Closed nishantvarma closed 3 months ago

nishantvarma commented 3 months ago

I have a code that uses cursor directly like this (slightly modified version of Products.SQLAlchemyDA.query):

def execute(session, query):
    connection = session.connection().connection
    cursor = connection.cursor()
    cursor.execute(query)
    description = cursor.description
    if description is not None:
        rows = cursor.fetchall()
    return rows

result = execute(session, "select 1")

I get "Connection is busy" errors when there is heavy load in the server. However, I don't see a possibility of this as:

1) I use single session per thread. 2) I always consume the results. 3) Cursor gets closed after it goes out of scope due to GC?

Is it better to use the closing context-manager in this case? There are some edge cases where fetchall might not get called (code not shown, presume that is not causing this).

def execute(session, query):
    connection = session.connection().connection
    with closing(connection.cursor()) as cursor:
        cursor.execute(query)
        description = cursor.description
        if description is not None:
            rows = cursor.fetchall()
    return rows

result = execute(session, "select 1")

Kindly let me know your thoughts.

v-chojas commented 3 months ago

Are you also making one connection to the database per thread?

gordthompson commented 3 months ago

Just to be clear: session is a SQLAlchemy Session object, correct?

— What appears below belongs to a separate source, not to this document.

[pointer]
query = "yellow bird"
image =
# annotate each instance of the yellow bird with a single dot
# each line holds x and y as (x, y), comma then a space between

nishantvarma commented 3 months ago

Thanks for checking, @v-chojas and @gordthompson. I forgot to add a small detail (and that is related to what you are asking). Usually, the code flow is like this:

def api():
    result = session.query(Table) # orm
    result = session.execute(query) # sql
    result = execute(session, query) # legacy
    ...

where session is SQLAlchemy's scoped session, to execute queries. I think it uses the same connection because it uses the session.connection() pool under the hood. This has been my observation so far. Are there any problems mixing like this? (PS: I have been recommended to use cursor for complex queries.)

v-chojas commented 3 months ago

I don't know what driver or DB you're using, but some don't support having more than one simultaneous active resultset on the same connection.

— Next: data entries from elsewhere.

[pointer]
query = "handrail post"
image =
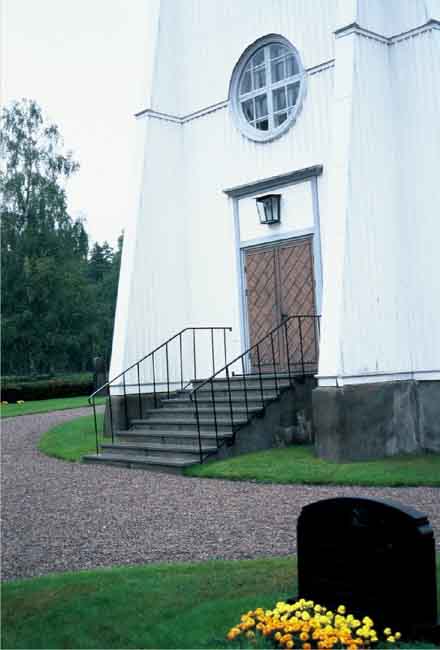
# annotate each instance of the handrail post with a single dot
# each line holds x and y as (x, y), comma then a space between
(301, 347)
(181, 361)
(259, 374)
(154, 381)
(245, 387)
(230, 402)
(212, 351)
(316, 337)
(125, 401)
(273, 362)
(139, 393)
(194, 353)
(215, 412)
(96, 425)
(168, 371)
(224, 345)
(110, 411)
(198, 428)
(287, 350)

nishantvarma commented 3 months ago

I use ODBC 17. Is there is a possibility of multiple active resultsets in this case? I thought these queries are sequential. Enabling MARS is the last choice; would prefer to prevent it if possible. Should I use the closing context manager to be on the safe side?

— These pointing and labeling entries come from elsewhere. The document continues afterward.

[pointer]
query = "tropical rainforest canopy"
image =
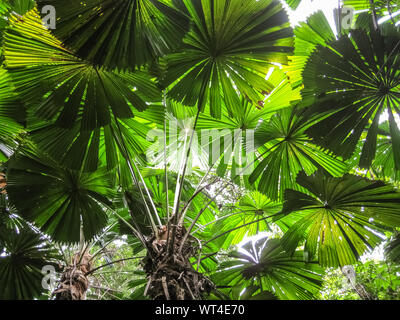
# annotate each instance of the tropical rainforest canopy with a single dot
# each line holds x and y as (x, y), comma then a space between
(199, 149)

v-chojas commented 3 months ago

You mention multiple threads and "heavy load".

nishantvarma commented 3 months ago

Yeah, but I am wondering if it is possible for the same connection to use multiple cursors in this case because: 1) scoped session returns the same connection always; 2) sequentially executing queries from the same connection can't overlap.

I.e., this will never happen:

conn = session.connection().connection
result = conn.cursor().execute("SELECT 1")
conn.cursor().execute("SELECT 1")

result will always be consumed after execution.

I am already aware of exceptions causing a miss to cursor.fetchall; but this one seems different.

v-chojas commented 3 months ago

I recommend you think more about what it means to have multiple threads and why it only happens under "heavy load".